Mayor will take 10% pay cut
Youngstown’s mayor says concessions are needed from most city workers to avert layoffs. He also plans to take a 10 percent reduction in his salary.
YOUNGSTOWN — Youngstown Mayor Jay Williams is asking most city employees to work four fewer hours a week, which would cut their wages 10 percent, to avoid layoffs.
Facing a $3.39 million deficit, the city administration is looking to make cuts. But with 80 percent of the general fund’s cost going toward the salaries and benefits of its 850 workers, the biggest cut has to come from there, Williams said.
“The overall concept is if we can operate on a 36-hour work week, we’ll be able to achieve savings to close the deficit and avoid layoffs,” Williams told The Vindicator on Friday after speaking at the Youngstown/Warren Regional Chamber’s “Good Morning Youngstown” breakfast.
“It keeps people working and allows them to keep their benefits,” Williams said of the plan.
A formal written plan will be presented to the city’s unions shortly, he said.
During the chamber event at Our Lady of Mount Carmel Hall, Williams announced he would take a 10-percent “concession in my salary and benefits.”
When asked later by the newspaper about the 10-percent concession, Williams said he’d reduce his $105,000 annual salary by that percentage — a figure equal to $10,500 — through a combination of a pay cut and givebacks on some of his benefits. The mayor would work the same hours for less pay.
Without a salary concession, layoffs are inevitable, Williams said. Even with the concession, there’s no guarantee that some jobs will not be cut, he said.
Under a worst-case scenario, the city would have to lay off 60 to 80 full-time employees to make up the budget shortfall, city administrators say.
“If we get through this year and close that deficit without layoffs, it will be because our employee labor groups understood the need to help contribute,” Williams told those at the chamber breakfast. “If we don’t, it will be unfortunate that [the employee unions] don’t see the necessity to” cut costs.
After the breakfast, Williams and members of his administration met with leaders of the Youngstown Police Association, which represents about 120 patrol officers, to discuss concession proposals. The administration will meet with other unions next week.
YPA President Edward Colon couldn’t be reached Friday.
The administration has been critical of the YPA in recent years, including complaints last year that the union wouldn’t agree to concessions.
City council agreed last summer to reduce the number of ranking officers from 66 to 39 through attrition, a process that would largely take place over two years. YPA and the union that represents the police department’s ranking officers objected to the decision.
The administration has repeatedly praised the firefighters union for agreeing to an early-retirement program last year that saves the city about $1.5 million over a two-year period, 2008 and 2009.
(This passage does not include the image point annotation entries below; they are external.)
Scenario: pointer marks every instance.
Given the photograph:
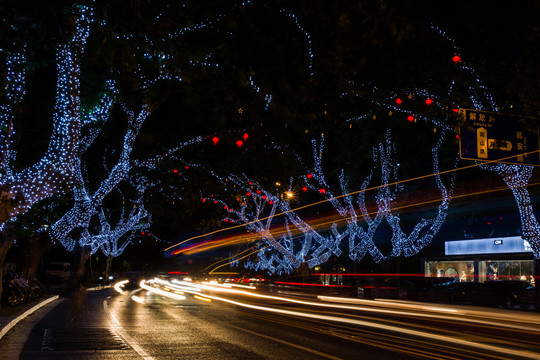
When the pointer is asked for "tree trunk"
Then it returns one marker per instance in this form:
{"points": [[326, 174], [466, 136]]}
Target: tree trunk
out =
{"points": [[536, 283], [78, 268], [35, 247], [6, 240], [108, 268]]}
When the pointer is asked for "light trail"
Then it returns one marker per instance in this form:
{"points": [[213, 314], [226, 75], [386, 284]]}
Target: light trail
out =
{"points": [[118, 286], [353, 193], [530, 322], [337, 220], [369, 324]]}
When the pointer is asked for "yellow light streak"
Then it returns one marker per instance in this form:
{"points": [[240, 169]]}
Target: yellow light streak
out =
{"points": [[137, 299], [202, 298], [352, 193], [118, 286]]}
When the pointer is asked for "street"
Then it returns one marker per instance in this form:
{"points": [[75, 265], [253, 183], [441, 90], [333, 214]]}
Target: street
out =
{"points": [[222, 322]]}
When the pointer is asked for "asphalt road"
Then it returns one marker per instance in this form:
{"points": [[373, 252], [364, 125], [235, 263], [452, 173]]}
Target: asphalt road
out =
{"points": [[228, 323]]}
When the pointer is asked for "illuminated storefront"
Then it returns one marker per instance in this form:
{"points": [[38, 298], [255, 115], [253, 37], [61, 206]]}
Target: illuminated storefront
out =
{"points": [[508, 258]]}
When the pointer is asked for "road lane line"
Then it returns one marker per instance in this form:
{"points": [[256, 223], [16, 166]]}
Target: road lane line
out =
{"points": [[117, 328], [422, 334], [318, 353]]}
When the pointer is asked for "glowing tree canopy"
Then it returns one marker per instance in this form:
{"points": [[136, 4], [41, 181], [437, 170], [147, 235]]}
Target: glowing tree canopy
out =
{"points": [[55, 172]]}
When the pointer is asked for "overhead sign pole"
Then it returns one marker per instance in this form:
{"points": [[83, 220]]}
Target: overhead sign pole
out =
{"points": [[488, 136]]}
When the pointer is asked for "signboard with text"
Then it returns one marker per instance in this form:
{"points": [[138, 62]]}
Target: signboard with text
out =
{"points": [[488, 136]]}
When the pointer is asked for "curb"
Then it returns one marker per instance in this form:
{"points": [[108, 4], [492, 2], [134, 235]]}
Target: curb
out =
{"points": [[20, 317]]}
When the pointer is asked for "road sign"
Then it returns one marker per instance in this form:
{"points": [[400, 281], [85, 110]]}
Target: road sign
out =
{"points": [[488, 136]]}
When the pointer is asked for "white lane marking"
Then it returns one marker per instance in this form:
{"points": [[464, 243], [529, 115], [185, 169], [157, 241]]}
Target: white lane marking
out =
{"points": [[287, 343], [117, 328]]}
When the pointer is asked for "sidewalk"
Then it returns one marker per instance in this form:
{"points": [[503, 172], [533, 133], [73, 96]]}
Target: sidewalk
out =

Also, the city finalized a three-year contract Thursday with the union that represents about 140 in the fire department. The deal calls for a 3-percent wage increase in its first year. It also includes a provision to have the union and the administration reopen wage-increase negotiations in August.
When asked if the 10-percent wage reduction applied to firefighters, Williams wouldn’t directly answer the question.
But he said the firefighters “already made substantial concessions. We made it clear to the firefighters that their savings to the system helped the overall savings.” of last year. The goal is to maintain services.”